私は父親に付き添われながら、縁談相手の武家屋敷の前に辿り着く。


「ひまり、相手さんは下級武士とはいっても武士は武士だ。町娘のお前には願ってもない縁談相手だぞ」


「……解ってる」


私はギュッと手で拳を作り、入り口を潜り玄関まで足を進める。

中に入ると小さいながらも、綺麗に片付けられた部屋を見て、一瞬だけ家康さんの部屋が頭に浮かんだ。



ーーひまりさんの代わりに、抱いて下さいっ!



一昨日の夜、私は決心して恥を承知の上で肌を晒した。

家康さんには許婚のひまりさんが居る。
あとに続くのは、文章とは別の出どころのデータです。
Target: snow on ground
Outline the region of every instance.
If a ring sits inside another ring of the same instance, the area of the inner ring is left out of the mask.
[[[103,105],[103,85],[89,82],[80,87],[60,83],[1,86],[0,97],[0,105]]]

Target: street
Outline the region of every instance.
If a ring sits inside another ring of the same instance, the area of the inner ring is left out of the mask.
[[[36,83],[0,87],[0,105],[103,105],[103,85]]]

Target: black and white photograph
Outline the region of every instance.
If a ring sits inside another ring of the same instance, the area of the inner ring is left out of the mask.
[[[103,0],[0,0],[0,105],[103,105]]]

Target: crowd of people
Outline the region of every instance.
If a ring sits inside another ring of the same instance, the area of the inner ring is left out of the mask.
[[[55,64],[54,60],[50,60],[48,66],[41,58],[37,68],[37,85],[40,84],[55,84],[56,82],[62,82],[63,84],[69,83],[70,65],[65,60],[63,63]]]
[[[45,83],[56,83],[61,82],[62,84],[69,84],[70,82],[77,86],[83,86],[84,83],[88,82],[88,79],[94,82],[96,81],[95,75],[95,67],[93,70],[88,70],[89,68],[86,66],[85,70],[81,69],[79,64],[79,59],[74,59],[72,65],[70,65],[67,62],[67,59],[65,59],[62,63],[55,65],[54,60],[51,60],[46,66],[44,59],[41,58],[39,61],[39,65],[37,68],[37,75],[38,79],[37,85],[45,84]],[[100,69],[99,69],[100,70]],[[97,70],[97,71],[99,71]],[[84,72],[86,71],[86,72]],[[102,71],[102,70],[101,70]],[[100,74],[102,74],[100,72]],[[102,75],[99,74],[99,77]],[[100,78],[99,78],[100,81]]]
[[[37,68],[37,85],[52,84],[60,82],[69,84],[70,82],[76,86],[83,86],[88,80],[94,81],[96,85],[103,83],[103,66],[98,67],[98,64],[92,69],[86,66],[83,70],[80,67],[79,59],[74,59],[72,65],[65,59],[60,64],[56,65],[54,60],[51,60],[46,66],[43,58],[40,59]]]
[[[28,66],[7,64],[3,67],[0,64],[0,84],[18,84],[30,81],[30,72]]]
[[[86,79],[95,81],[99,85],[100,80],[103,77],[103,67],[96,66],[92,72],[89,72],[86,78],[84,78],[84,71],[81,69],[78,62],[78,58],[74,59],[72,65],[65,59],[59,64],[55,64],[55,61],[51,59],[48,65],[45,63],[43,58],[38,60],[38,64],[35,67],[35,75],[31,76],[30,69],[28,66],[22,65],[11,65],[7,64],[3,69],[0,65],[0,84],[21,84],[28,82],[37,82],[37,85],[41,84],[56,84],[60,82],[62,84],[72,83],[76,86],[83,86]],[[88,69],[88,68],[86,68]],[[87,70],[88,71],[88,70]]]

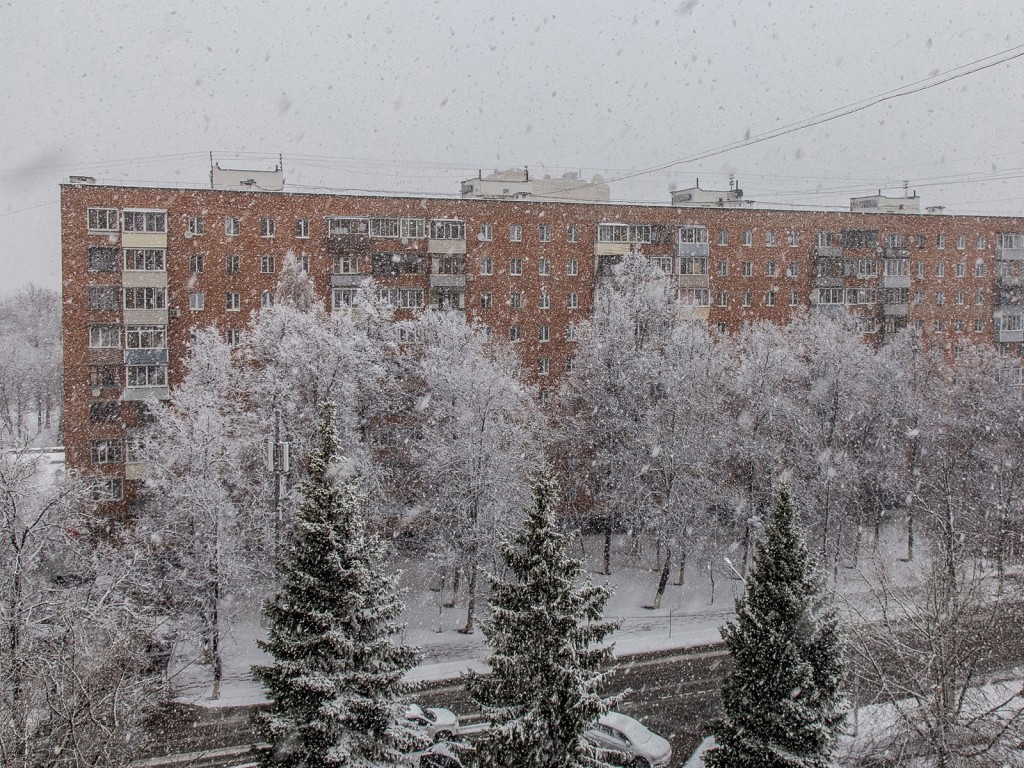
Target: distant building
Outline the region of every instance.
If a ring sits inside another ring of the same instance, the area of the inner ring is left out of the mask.
[[[578,173],[570,172],[562,174],[560,179],[550,176],[531,179],[529,168],[494,171],[489,176],[484,176],[481,171],[475,179],[462,182],[462,196],[496,200],[539,198],[586,202],[608,202],[611,199],[608,185],[600,176],[585,181]]]
[[[886,197],[879,190],[877,195],[851,197],[850,210],[861,213],[920,213],[921,198],[917,192],[910,197]]]
[[[751,203],[743,199],[743,190],[738,184],[730,184],[726,190],[701,189],[700,179],[697,179],[696,186],[672,193],[672,205],[682,208],[741,208]]]
[[[284,190],[284,167],[277,165],[272,171],[246,171],[221,168],[219,163],[214,163],[210,166],[210,189],[281,192]]]

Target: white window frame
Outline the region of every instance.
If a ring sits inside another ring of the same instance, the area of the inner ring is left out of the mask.
[[[277,257],[272,253],[264,253],[260,256],[260,274],[272,275],[277,272]]]
[[[537,309],[551,309],[551,294],[541,291],[537,297]]]
[[[397,218],[378,216],[370,219],[370,237],[401,237],[402,227]]]
[[[370,220],[361,216],[328,216],[327,236],[369,235]]]
[[[580,273],[579,259],[569,259],[565,262],[565,274],[569,277],[576,277]]]
[[[575,224],[570,224],[566,227],[565,241],[567,243],[578,243],[580,241],[580,228]]]
[[[167,349],[166,325],[129,325],[124,330],[125,349]]]
[[[494,259],[490,256],[484,256],[480,259],[480,274],[484,276],[494,274]]]
[[[570,291],[565,297],[565,308],[566,309],[579,309],[580,308],[580,295],[576,291]]]
[[[121,326],[117,323],[97,323],[89,326],[89,349],[120,349]]]
[[[166,365],[126,365],[124,385],[127,389],[140,387],[166,387]]]
[[[277,237],[277,219],[273,216],[260,217],[260,237]]]
[[[508,260],[508,273],[512,277],[522,277],[523,275],[523,260],[522,259],[509,259]]]
[[[117,208],[89,208],[85,213],[85,226],[90,232],[117,232],[120,216]]]
[[[203,291],[190,291],[188,308],[193,312],[202,312],[206,308],[206,294]]]
[[[241,312],[242,294],[238,291],[227,291],[224,294],[224,307],[227,312]]]
[[[125,248],[124,270],[125,272],[166,272],[167,250],[165,248]]]
[[[427,236],[427,220],[399,219],[398,234],[403,240],[423,240]]]
[[[124,232],[167,234],[167,211],[155,208],[125,208],[121,211]]]
[[[242,220],[237,216],[224,217],[224,237],[238,237],[242,234]]]
[[[465,240],[466,222],[462,219],[431,219],[431,240]]]
[[[489,243],[494,240],[494,225],[481,224],[480,231],[477,232],[476,239],[482,243]]]
[[[551,225],[550,224],[538,224],[537,225],[537,239],[542,243],[551,242]]]
[[[523,225],[522,224],[510,224],[508,228],[508,241],[510,243],[521,243],[523,242]]]
[[[537,274],[541,277],[547,277],[551,274],[551,259],[544,256],[537,259]]]
[[[307,240],[309,238],[309,219],[295,220],[295,237],[299,240]]]
[[[125,309],[167,309],[166,288],[125,288]]]

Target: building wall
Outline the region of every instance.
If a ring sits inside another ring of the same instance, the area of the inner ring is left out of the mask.
[[[111,211],[100,222],[111,227],[109,231],[90,231],[91,208]],[[166,213],[166,233],[123,231],[126,210]],[[406,240],[374,237],[371,233],[329,236],[328,217],[346,216],[423,219],[428,236]],[[226,230],[228,218],[238,220],[237,235]],[[264,236],[269,234],[266,230],[261,235],[263,219],[273,220],[273,236]],[[465,222],[464,241],[429,237],[430,222],[445,219]],[[202,233],[190,232],[190,226],[195,227],[194,220],[202,221]],[[307,236],[297,234],[297,220],[308,222]],[[599,242],[602,223],[652,225],[656,242],[639,246]],[[488,225],[490,239],[484,234]],[[678,231],[684,226],[706,228],[706,244],[680,245]],[[521,232],[518,241],[510,237],[513,227]],[[542,240],[541,227],[548,228],[550,241]],[[571,227],[575,228],[576,242],[570,242]],[[867,247],[849,243],[844,246],[842,233],[848,230],[877,231],[878,243]],[[876,340],[884,339],[887,321],[890,332],[905,323],[918,328],[930,342],[951,347],[966,338],[1002,338],[1011,342],[1008,349],[1016,349],[1021,335],[997,332],[993,325],[995,315],[1021,311],[1021,218],[358,197],[86,184],[62,187],[61,231],[67,461],[71,468],[111,480],[126,474],[128,478],[136,476],[138,468],[126,461],[132,457],[124,448],[125,435],[144,418],[146,397],[166,397],[180,382],[190,330],[213,325],[224,333],[244,333],[250,313],[260,308],[261,294],[274,291],[289,254],[308,257],[318,295],[328,306],[332,290],[354,285],[360,279],[333,274],[335,257],[346,255],[355,256],[360,273],[373,276],[382,288],[421,290],[424,304],[429,304],[432,286],[455,290],[464,286],[461,306],[467,319],[490,326],[495,339],[509,340],[511,329],[517,328],[521,340],[515,342],[515,348],[528,375],[542,389],[550,387],[566,370],[575,346],[567,339],[569,327],[590,316],[601,266],[632,247],[639,247],[650,256],[673,259],[674,272],[679,271],[678,256],[706,254],[706,275],[674,274],[673,280],[684,297],[692,298],[697,295],[694,292],[706,290],[706,305],[684,311],[692,317],[706,318],[712,327],[724,331],[736,331],[744,323],[761,320],[785,323],[795,312],[810,309],[860,315],[868,337]],[[822,232],[829,233],[830,244],[824,247],[818,245],[818,233]],[[790,233],[794,233],[792,239]],[[1015,247],[997,248],[999,233],[1017,233]],[[898,235],[901,242],[890,247],[889,235]],[[943,247],[940,236],[944,238]],[[166,246],[165,270],[126,270],[124,249],[133,245],[158,250]],[[115,269],[90,269],[90,248],[115,249]],[[423,269],[397,276],[371,275],[375,252],[409,254],[410,260],[422,259]],[[458,259],[463,254],[464,275],[438,274],[443,257]],[[199,255],[203,257],[204,268],[201,273],[193,273],[190,262]],[[229,257],[235,256],[240,258],[238,271],[229,272]],[[275,257],[273,272],[260,271],[261,256]],[[877,271],[871,274],[868,270],[864,276],[855,272],[816,275],[816,265],[821,267],[836,256],[843,260],[837,263],[855,267],[858,259],[875,261]],[[905,257],[909,274],[885,276],[885,256]],[[1011,258],[1003,258],[1007,256]],[[482,269],[487,260],[492,266],[491,274]],[[548,271],[542,274],[540,267],[545,261]],[[577,265],[575,275],[569,273],[571,261]],[[514,273],[517,264],[521,265],[521,274]],[[958,264],[963,265],[960,270]],[[1001,264],[1010,267],[1009,274],[1002,277]],[[790,265],[796,265],[793,271]],[[166,309],[125,309],[124,288],[164,285]],[[886,286],[904,285],[908,286],[906,304],[883,300]],[[115,291],[116,305],[90,309],[90,286],[106,286]],[[861,290],[858,295],[874,295],[875,301],[818,306],[819,290],[828,288],[842,288],[847,293]],[[201,310],[190,309],[189,294],[195,292],[204,294]],[[547,309],[540,305],[542,292],[549,299]],[[229,308],[228,293],[239,294],[237,309]],[[513,305],[515,294],[520,297],[519,307]],[[570,294],[576,296],[575,308],[569,306]],[[399,310],[398,316],[411,312]],[[166,324],[167,387],[124,386],[126,363],[161,359],[159,351],[125,349],[124,329],[133,323],[157,327]],[[119,343],[107,349],[90,348],[90,326],[103,324],[120,327]],[[546,341],[542,336],[545,328]],[[544,365],[547,373],[543,372]],[[95,371],[102,366],[117,373],[113,386],[97,384]],[[102,403],[108,405],[101,406],[101,413],[93,412],[90,418],[90,409],[95,411],[96,404]],[[96,421],[97,415],[106,420]],[[97,441],[102,440],[121,442],[120,457],[114,456],[117,460],[94,461],[104,458],[102,450],[98,456],[93,451]],[[130,481],[124,484],[124,502],[130,501],[132,486]],[[121,508],[123,502],[111,506]]]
頭では解っていても、僅かな希望があるなら。もしかしたら、一夜ぐらいなら……。と、淡い期待を抱いて縋る気持ちでお願いをした。


けれど、家康さんは私は裸体なんて目もくれなかった。


ーー……俺にあんたは抱けない。


ただそう冷たい声で、言った後……


ーーひまりは、必ず帰って来る。


強い意志の声で、そうはっきりと私に告げた。

家康さんには女の武器なんて……最初から通用する隙なんてなかったのに。



(……今頃、ひまりさんが戻られて、一緒に過ごしているのかもしれない)



そんな事を考えている間に、縁談は進み日取りなどの話を一通り終え、帰る頃には時の鐘が昼7つ(四時頃)鳴った。